Apparemment les Coups de Badangaï de Djiddi Ali Sougoudi comme celui portant numéro 517 titré : « la malnutrition des enfants au Tchad et ses proportions effrayantes » !, publié depuis le mardi 20 novembre 2018, ne créent plus de surprise ou d’étonnement à ceux qui le lisent régulièrement. Le Coordinateur du Programme National de Lutte contre le Paludisme au Tchad eut décidé de briser  le tabou ou ce mensonge de nos sociétés africaines de façon générale et particulièrement de la société tchadienne. Finalement avec Dr Djiddi Ali Sougoudi, les choses ne se passent plus de la même manière comme le monde africain et surtout tchadien le voudrait. Ce médecin de son état dit haut ce que le autres aiment dire tout bas : « Hôpital de l'amitié Tchad - Chine (HATC): il s'y trouve le plus grand Centre de nutrition qui sauve les nombreux enfants malnutris qui y arrivent. C'est un vaste labyrinthe des salles en matières démontables, en forme des containers aux accès qui slaloment à travers des quartiers de nouveaux et d'anciens enfants ou d'enfants spécifiques. Un endroit immense où plus de 200 enfants y séjournent quotidiennement et reçoivent un soutien alimentaire. Ce centre de soutien nutritionnel dirigé par des responsables expatriés, parfois suffisants et se comportant avec du hautain, sont soutenu par des ONG et par L'UNICEF. En jetant un coup d'œil sur ces enfants, il se sourd un véritable malaise en chaque visiteur. Enfants décharnés, peaux en desquamation, fripées avec des regards en éclats dans une pâleur éblouissante des conjonctives anémiées. On sent réellement de la misère et de la déchéance dans l'apport nutritionnel de ces enfants chez eux. Certains sont atteints de kwasiorkor, cette fameuse malnutrition ainsi dénommée par les Ashanti du Ghana « la maladie de l'enfant qui attend son petit-frère ». C'est une maladie des gens qui ne contrôlent plus leur fécondité. Un enfant encore non sevré se voit envahir par son cadet qui vient trop tôt pour compromettre la survie du premier. Et c'est vrai, le lit du pauvre est fécond et les maris pauvres et en surcroît ignorants n'ont d'autres loisirs que le sexe, sans moindre contraception qui est inconnue d'eux et combattue par eux ».

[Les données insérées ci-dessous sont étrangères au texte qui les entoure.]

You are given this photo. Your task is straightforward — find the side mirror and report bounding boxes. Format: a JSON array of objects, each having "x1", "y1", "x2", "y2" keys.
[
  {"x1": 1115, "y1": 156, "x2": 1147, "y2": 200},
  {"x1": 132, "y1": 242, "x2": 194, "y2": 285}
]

Dans son second paragraphe, l’auteur de ce Coup de Badangaï 517 ne mâche pas ses mots. Sa description ou son observation est bien particulièrement offensive : « Pour ces pauvres qui se multiplient et selon leur opinion commune, « c'est Dieu qui nourrit ». Et chaque nuit, les états torrides finissent par des milliers fécondation qui produisent des femmes devenues machines à production de gosses, machines humaines éraillées de partout, mille fois usées et enceintes à chaque saison. Les mères toujours présentes au chevet de ces jeunes malnutris font croire que le centre est un nid des femmes qui grouillent dailkeurs de partout. Regard fuyant, comme si elles ressentaient de la honte d'être en cet endroit à cause de la pénurie alimentaire, les dames s'affairent autour de leurs progénitures marasmiques. Cette situation de misère, de pénurie alimentaire nous interpelle tous. Il y a une véritable urgence à revoir de fond en comble notre politique nationale de l'autosuffisance alimentaire. Il faut aussi prendre des mesures patriotiques pour contrôler la natalité tchadienne. Il n'est pas tout faux d'entendre Macron ou Angela Merkel 'interpeller les africains sur leur surnatalité et justement quelque chose de désordonné cloche là. L'on a envie de crier contre les femmes tchadiennes pour qu'elles ferment les cuisses et contre les hommes tchadiens pour qu'ils vivent d'autres loisirs que d'être en perpétuelle érection sans détumescence».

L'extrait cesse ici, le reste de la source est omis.